To move from the default worker latency profile:

  1. Move to the medium worker latency profile:

    1. Edit the node.config object:

      1. $ oc edit nodes.config/cluster
    2. Add spec.workerLatencyProfile: MediumUpdateAverageReaction:

      Example node.config object

      1. apiVersion: config.openshift.io/v1
      2. kind: Node
      3. metadata:
      4. annotations:
      5. include.release.openshift.io/ibm-cloud-managed: "true"
      6. include.release.openshift.io/self-managed-high-availability: "true"
      7. include.release.openshift.io/single-node-developer: "true"
      8. release.openshift.io/create-only: "true"
      9. creationTimestamp: "2022-07-08T16:02:51Z"
      10. generation: 1
      11. name: cluster
      12. ownerReferences:
      13. - apiVersion: config.openshift.io/v1
      14. kind: ClusterVersion
      15. name: version
      16. uid: 36282574-bf9f-409e-a6cd-3032939293eb
      17. resourceVersion: "1865"
      18. uid: 0c0f7a4c-4307-4187-b591-6155695ac85b
      19. spec:
      20. workerLatencyProfile: MediumUpdateAverageReaction (1)
      21. ...
      1Specifies the medium worker latency policy.

      Scheduling on each worker node is disabled as the change is being applied.

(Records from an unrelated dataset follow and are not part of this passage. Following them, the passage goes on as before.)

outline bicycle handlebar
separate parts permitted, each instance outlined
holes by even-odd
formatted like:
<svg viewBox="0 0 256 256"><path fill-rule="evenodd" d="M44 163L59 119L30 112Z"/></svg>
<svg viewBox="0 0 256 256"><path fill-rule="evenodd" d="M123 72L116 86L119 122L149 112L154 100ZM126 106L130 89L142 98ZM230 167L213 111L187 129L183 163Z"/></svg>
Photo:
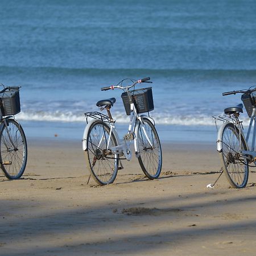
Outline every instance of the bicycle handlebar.
<svg viewBox="0 0 256 256"><path fill-rule="evenodd" d="M121 86L120 85L118 85L119 84L121 84L122 82L123 81L121 81L121 82L118 82L118 84L117 84L117 85L111 85L110 86L106 86L106 87L102 87L101 88L101 90L110 90L110 89L112 90L114 90L114 88L120 88L120 89L126 89L127 90L129 90L130 88L134 86L135 85L135 84L139 83L141 84L142 82L150 82L152 83L152 82L149 82L148 80L150 80L150 77L146 77L144 79L139 79L137 81L136 81L135 82L134 82L132 85L130 85L129 86L126 86L126 87L123 87L123 86Z"/></svg>
<svg viewBox="0 0 256 256"><path fill-rule="evenodd" d="M0 93L2 93L5 92L7 90L18 90L20 87L20 86L7 86L3 88L1 91L0 91Z"/></svg>

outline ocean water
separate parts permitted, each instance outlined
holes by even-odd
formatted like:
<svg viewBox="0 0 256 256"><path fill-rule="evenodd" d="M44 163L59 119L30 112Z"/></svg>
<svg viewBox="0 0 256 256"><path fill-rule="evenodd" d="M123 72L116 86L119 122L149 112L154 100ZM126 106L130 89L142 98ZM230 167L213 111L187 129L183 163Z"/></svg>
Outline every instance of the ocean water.
<svg viewBox="0 0 256 256"><path fill-rule="evenodd" d="M256 85L255 13L254 0L1 0L0 82L22 86L27 136L78 139L109 97L125 131L122 92L101 87L150 77L160 137L214 141L212 116L241 101L221 93Z"/></svg>

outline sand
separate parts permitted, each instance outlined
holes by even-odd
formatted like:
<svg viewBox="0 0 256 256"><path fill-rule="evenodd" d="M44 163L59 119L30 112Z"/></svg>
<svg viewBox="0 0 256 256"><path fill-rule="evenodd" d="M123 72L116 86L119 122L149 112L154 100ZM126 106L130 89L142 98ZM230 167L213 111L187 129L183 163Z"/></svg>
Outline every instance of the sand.
<svg viewBox="0 0 256 256"><path fill-rule="evenodd" d="M1 255L255 255L256 170L246 188L218 176L214 144L166 143L159 179L137 159L88 184L81 142L28 140L22 178L0 174Z"/></svg>

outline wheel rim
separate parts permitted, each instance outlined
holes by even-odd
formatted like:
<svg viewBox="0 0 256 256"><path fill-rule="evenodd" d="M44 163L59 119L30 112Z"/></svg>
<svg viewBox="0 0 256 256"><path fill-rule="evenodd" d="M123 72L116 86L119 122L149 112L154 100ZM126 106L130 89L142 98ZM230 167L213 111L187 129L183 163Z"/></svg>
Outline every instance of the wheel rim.
<svg viewBox="0 0 256 256"><path fill-rule="evenodd" d="M106 151L109 131L102 125L96 124L91 129L88 140L88 155L92 174L100 184L113 182L118 168L117 156ZM116 145L111 137L109 147Z"/></svg>
<svg viewBox="0 0 256 256"><path fill-rule="evenodd" d="M151 124L151 123L150 123ZM144 122L146 133L148 136L152 145L148 142L144 133L141 125L139 126L138 132L138 143L140 157L141 166L143 165L142 170L146 172L148 177L158 177L162 168L162 151L158 134L152 125L144 121ZM144 170L143 170L144 169ZM145 174L147 175L147 174Z"/></svg>
<svg viewBox="0 0 256 256"><path fill-rule="evenodd" d="M19 177L24 172L27 159L26 139L16 123L10 121L7 127L4 127L1 137L0 150L3 171L11 179ZM15 147L14 147L14 146Z"/></svg>
<svg viewBox="0 0 256 256"><path fill-rule="evenodd" d="M243 187L247 183L248 175L248 160L242 157L240 150L245 146L241 141L240 147L240 136L232 126L227 126L222 135L222 156L232 182L237 187Z"/></svg>

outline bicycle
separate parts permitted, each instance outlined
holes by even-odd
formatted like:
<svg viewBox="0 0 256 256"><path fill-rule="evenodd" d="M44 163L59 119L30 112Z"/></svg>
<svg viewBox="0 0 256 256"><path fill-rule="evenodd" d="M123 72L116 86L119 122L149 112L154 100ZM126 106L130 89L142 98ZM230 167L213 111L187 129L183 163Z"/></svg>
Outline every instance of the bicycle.
<svg viewBox="0 0 256 256"><path fill-rule="evenodd" d="M248 181L249 167L255 167L250 165L252 163L256 166L256 151L254 150L256 94L254 93L256 91L256 88L251 88L251 87L248 90L234 90L222 93L223 96L242 93L242 101L249 117L250 118L246 137L243 133L242 121L239 119L240 113L243 113L242 104L227 108L224 110L224 114L213 117L216 126L217 121L223 122L218 130L217 141L217 150L220 154L222 164L222 172L217 180L224 172L230 185L236 188L246 187ZM249 138L253 122L253 138L250 149ZM211 184L208 186L213 187Z"/></svg>
<svg viewBox="0 0 256 256"><path fill-rule="evenodd" d="M135 89L137 84L152 82L149 77L139 80L126 79L116 85L104 87L101 90L121 89L121 95L126 114L130 115L127 133L121 139L115 127L110 109L115 98L98 101L101 110L85 113L87 125L83 139L82 149L85 152L87 165L94 180L101 185L112 183L119 170L123 168L121 160L131 160L130 144L133 141L135 155L145 175L150 179L157 179L161 172L162 149L154 119L149 112L154 110L152 88ZM123 82L130 80L133 84L124 86ZM132 90L130 89L132 88ZM148 113L148 115L139 114ZM92 120L88 122L88 118ZM122 157L122 158L121 158ZM88 179L88 183L90 177Z"/></svg>
<svg viewBox="0 0 256 256"><path fill-rule="evenodd" d="M27 159L25 134L14 117L20 112L19 88L9 86L0 91L0 167L10 180L22 176Z"/></svg>

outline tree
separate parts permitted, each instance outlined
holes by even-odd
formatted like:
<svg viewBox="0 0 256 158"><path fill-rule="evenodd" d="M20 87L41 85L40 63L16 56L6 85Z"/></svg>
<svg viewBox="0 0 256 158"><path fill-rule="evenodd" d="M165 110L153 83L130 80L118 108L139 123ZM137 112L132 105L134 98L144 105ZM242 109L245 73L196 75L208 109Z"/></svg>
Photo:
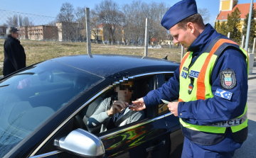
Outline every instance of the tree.
<svg viewBox="0 0 256 158"><path fill-rule="evenodd" d="M95 42L97 43L99 40L99 37L100 35L100 21L99 16L96 13L95 10L92 10L90 14L90 25L91 25L91 33L95 37ZM100 27L103 27L104 25L100 25Z"/></svg>
<svg viewBox="0 0 256 158"><path fill-rule="evenodd" d="M73 6L68 2L63 4L57 18L59 22L73 23L75 21Z"/></svg>
<svg viewBox="0 0 256 158"><path fill-rule="evenodd" d="M78 7L74 11L75 21L78 23L76 28L76 38L80 41L82 41L86 35L85 9L85 6Z"/></svg>
<svg viewBox="0 0 256 158"><path fill-rule="evenodd" d="M7 25L9 26L12 26L12 27L18 27L18 16L17 15L14 15L13 17L8 17L7 18Z"/></svg>
<svg viewBox="0 0 256 158"><path fill-rule="evenodd" d="M219 28L217 30L217 32L221 33L223 35L228 35L228 30L227 30L227 23L223 21L220 24Z"/></svg>
<svg viewBox="0 0 256 158"><path fill-rule="evenodd" d="M124 21L124 15L119 5L112 0L104 0L100 4L96 4L94 10L109 33L109 40L114 43L116 28Z"/></svg>
<svg viewBox="0 0 256 158"><path fill-rule="evenodd" d="M61 31L65 40L70 41L76 38L77 25L74 23L74 8L71 4L66 2L62 4L60 13L57 16L57 21L62 23Z"/></svg>
<svg viewBox="0 0 256 158"><path fill-rule="evenodd" d="M122 11L125 15L124 38L127 42L134 43L135 45L137 45L139 41L143 40L147 13L144 11L148 11L148 5L140 1L133 1L132 4L122 6Z"/></svg>
<svg viewBox="0 0 256 158"><path fill-rule="evenodd" d="M253 6L252 6L253 9ZM254 38L255 38L255 20L254 20L254 18L255 17L255 10L252 9L252 19L251 19L251 24L250 28L250 34L249 34L249 47L252 47L253 45ZM249 13L245 16L246 18L244 21L243 24L243 29L242 29L242 35L245 35L246 39L246 35L247 35L247 25L248 25L248 21L249 21Z"/></svg>
<svg viewBox="0 0 256 158"><path fill-rule="evenodd" d="M241 27L240 13L239 9L236 8L231 13L231 16L228 14L227 30L228 33L230 33L230 39L236 43L240 43L241 40L241 32L240 31Z"/></svg>
<svg viewBox="0 0 256 158"><path fill-rule="evenodd" d="M203 20L205 23L208 23L208 21L210 20L210 13L209 11L206 9L198 9L198 13L200 13L203 18Z"/></svg>

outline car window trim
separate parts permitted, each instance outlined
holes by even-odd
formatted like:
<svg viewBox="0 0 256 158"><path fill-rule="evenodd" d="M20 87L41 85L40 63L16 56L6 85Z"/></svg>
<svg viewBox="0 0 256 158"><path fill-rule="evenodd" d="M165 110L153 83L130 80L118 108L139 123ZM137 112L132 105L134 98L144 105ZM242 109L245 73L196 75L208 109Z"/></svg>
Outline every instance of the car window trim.
<svg viewBox="0 0 256 158"><path fill-rule="evenodd" d="M43 154L38 154L38 155L36 155L36 156L33 156L33 157L29 157L29 158L41 158L41 157L49 157L49 156L52 156L54 154L58 154L63 152L63 151L60 150L55 150L55 151L53 151L50 152L47 152Z"/></svg>
<svg viewBox="0 0 256 158"><path fill-rule="evenodd" d="M158 117L156 117L156 118L147 120L146 120L146 121L144 121L144 122L143 122L143 123L137 123L137 124L136 124L136 125L134 125L127 127L127 128L124 128L124 129L122 129L122 130L117 130L117 131L115 131L115 132L113 132L108 133L108 134L106 134L106 135L105 135L100 136L100 137L99 137L99 138L100 138L100 140L103 140L103 139L105 139L105 138L107 138L107 137L109 137L113 136L113 135L114 135L119 134L119 133L120 133L120 132L124 132L124 131L126 131L126 130L131 130L131 129L134 129L134 128L137 128L137 127L139 127L139 126L144 125L145 125L145 124L148 124L148 123L151 123L151 122L154 122L154 121L160 120L160 119L161 119L161 118L163 118L167 117L167 116L171 115L173 115L173 113L167 113L167 114L163 114L163 115L160 115L160 116L158 116ZM97 135L96 135L96 136L97 136Z"/></svg>
<svg viewBox="0 0 256 158"><path fill-rule="evenodd" d="M85 108L87 105L90 104L93 100L95 100L97 97L100 96L102 94L105 93L107 90L109 89L111 89L112 86L114 86L114 84L119 84L120 82L123 82L124 81L127 81L130 79L135 79L137 77L144 77L144 76L149 76L149 75L154 75L158 74L170 74L170 73L174 73L174 72L150 72L150 73L145 73L145 74L137 74L132 77L123 77L122 80L119 80L119 81L115 81L113 83L112 85L110 85L105 88L103 90L97 93L95 96L92 97L90 99L89 99L87 101L86 101L82 106L81 106L78 110L76 110L73 113L72 113L68 118L66 118L60 125L56 128L52 133L50 133L37 147L36 149L31 154L29 157L33 157L39 150L40 149L62 128L64 125L65 125L72 118L73 118L76 114L78 114L83 108ZM161 117L161 116L159 116ZM149 121L150 121L149 120ZM153 120L152 120L153 121Z"/></svg>
<svg viewBox="0 0 256 158"><path fill-rule="evenodd" d="M144 123L138 123L138 124L136 124L136 125L134 125L132 126L130 126L130 127L128 127L128 128L124 128L124 129L122 129L122 130L117 130L115 132L111 132L111 133L108 133L107 135L102 135L101 137L98 137L100 140L103 140L103 139L105 139L107 137L111 137L111 136L113 136L114 135L117 135L117 134L119 134L120 132L123 132L127 130L131 130L131 129L133 129L133 128L137 128L139 126L141 126L141 125L145 125L145 124L147 124L147 123L149 123L151 122L154 122L154 121L156 121L157 120L159 120L159 119L161 119L163 118L165 118L165 117L167 117L169 115L174 115L173 113L167 113L167 114L164 114L161 116L159 116L157 118L153 118L153 119L150 119L149 120L146 120ZM97 136L97 135L96 135ZM38 155L36 155L36 156L33 156L33 157L30 157L30 158L41 158L41 157L47 157L47 156L51 156L51 155L53 155L53 154L59 154L59 153L61 153L63 152L63 151L60 151L60 150L56 150L56 151L53 151L53 152L48 152L48 153L45 153L45 154L38 154Z"/></svg>

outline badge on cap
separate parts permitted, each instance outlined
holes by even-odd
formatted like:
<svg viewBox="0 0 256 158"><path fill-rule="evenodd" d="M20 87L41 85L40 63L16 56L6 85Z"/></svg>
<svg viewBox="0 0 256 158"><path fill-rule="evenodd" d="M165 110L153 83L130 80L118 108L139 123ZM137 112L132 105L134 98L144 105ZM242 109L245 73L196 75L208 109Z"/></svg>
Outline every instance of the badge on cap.
<svg viewBox="0 0 256 158"><path fill-rule="evenodd" d="M228 68L220 72L220 85L223 89L232 89L236 86L235 73L233 70Z"/></svg>

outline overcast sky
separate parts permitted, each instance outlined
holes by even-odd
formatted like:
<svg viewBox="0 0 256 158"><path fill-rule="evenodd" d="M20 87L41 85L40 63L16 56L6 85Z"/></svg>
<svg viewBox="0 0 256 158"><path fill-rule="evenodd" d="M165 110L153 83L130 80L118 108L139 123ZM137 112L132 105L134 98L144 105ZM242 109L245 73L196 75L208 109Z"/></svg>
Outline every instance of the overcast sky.
<svg viewBox="0 0 256 158"><path fill-rule="evenodd" d="M113 0L118 4L122 6L124 4L130 4L132 1L127 0ZM146 3L151 1L164 2L167 7L171 7L180 0L159 0L149 1L141 0ZM220 7L219 0L196 0L198 8L206 8L210 13L210 23L214 24L214 21L218 16ZM102 0L43 0L43 1L32 1L32 0L0 0L0 9L16 11L25 13L36 14L41 16L46 16L55 17L60 12L61 5L65 2L69 2L73 5L74 9L78 6L86 6L92 9L96 4L100 4ZM250 0L239 0L238 4L248 4Z"/></svg>

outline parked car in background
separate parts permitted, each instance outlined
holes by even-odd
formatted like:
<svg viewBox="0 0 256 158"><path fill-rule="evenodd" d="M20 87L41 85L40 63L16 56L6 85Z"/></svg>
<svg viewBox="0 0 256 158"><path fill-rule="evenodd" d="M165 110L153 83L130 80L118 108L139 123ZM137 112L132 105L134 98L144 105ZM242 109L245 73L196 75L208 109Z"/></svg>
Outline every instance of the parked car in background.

      When all nodes return to the Ready condition, you can use the following command to look in the Kubernetes Controller Manager to ensure it was applied:

      1. $ oc get KubeControllerManager -o yaml | grep -i workerlatency -A 5 -B 5

      Example output

      1. ...
      2. - lastTransitionTime: "2022-07-11T19:47:10Z"
      3. reason: ProfileUpdated
      4. status: "False"
      5. type: WorkerLatencyProfileProgressing
      6. - lastTransitionTime: "2022-07-11T19:47:10Z" (1)
      7. message: all static pod revision(s) have updated latency profile
      8. reason: ProfileUpdated
      9. status: "True"
      10. type: WorkerLatencyProfileComplete
      11. - lastTransitionTime: "2022-07-11T19:20:11Z"
      12. reason: AsExpected
      13. status: "False"
      14. type: WorkerLatencyProfileDegraded
      15. - lastTransitionTime: "2022-07-11T19:20:36Z"
      16. status: "False"
      17. ...
      1Specifies that the profile is applied and active.
  2. Optional: Move to the low worker latency profile:

    1. Edit the node.config object:

      1. $ oc edit nodes.config/cluster
    2. Change the spec.workerLatencyProfile value to LowUpdateSlowReaction:

      Example node.config object

      1. apiVersion: config.openshift.io/v1
      2. kind: Node
      3. metadata:
      4. annotations:
      5. include.release.openshift.io/ibm-cloud-managed: "true"
      6. include.release.openshift.io/self-managed-high-availability: "true"
      7. include.release.openshift.io/single-node-developer: "true"
      8. release.openshift.io/create-only: "true"
      9. creationTimestamp: "2022-07-08T16:02:51Z"
      10. generation: 1
      11. name: cluster
      12. ownerReferences:
      13. - apiVersion: config.openshift.io/v1
      14. kind: ClusterVersion
      15. name: version
      16. uid: 36282574-bf9f-409e-a6cd-3032939293eb
      17. resourceVersion: "1865"
      18. uid: 0c0f7a4c-4307-4187-b591-6155695ac85b
      19. spec:
      20. workerLatencyProfile: LowUpdateSlowReaction (1)
      21. ...
      1Specifies to use the low worker latency policy.

      Scheduling on each worker node is disabled as the change is being applied.

To change the low profile to medium or change the medium to low, edit the node.config object and set the spec.workerLatencyProfile parameter to the appropriate value.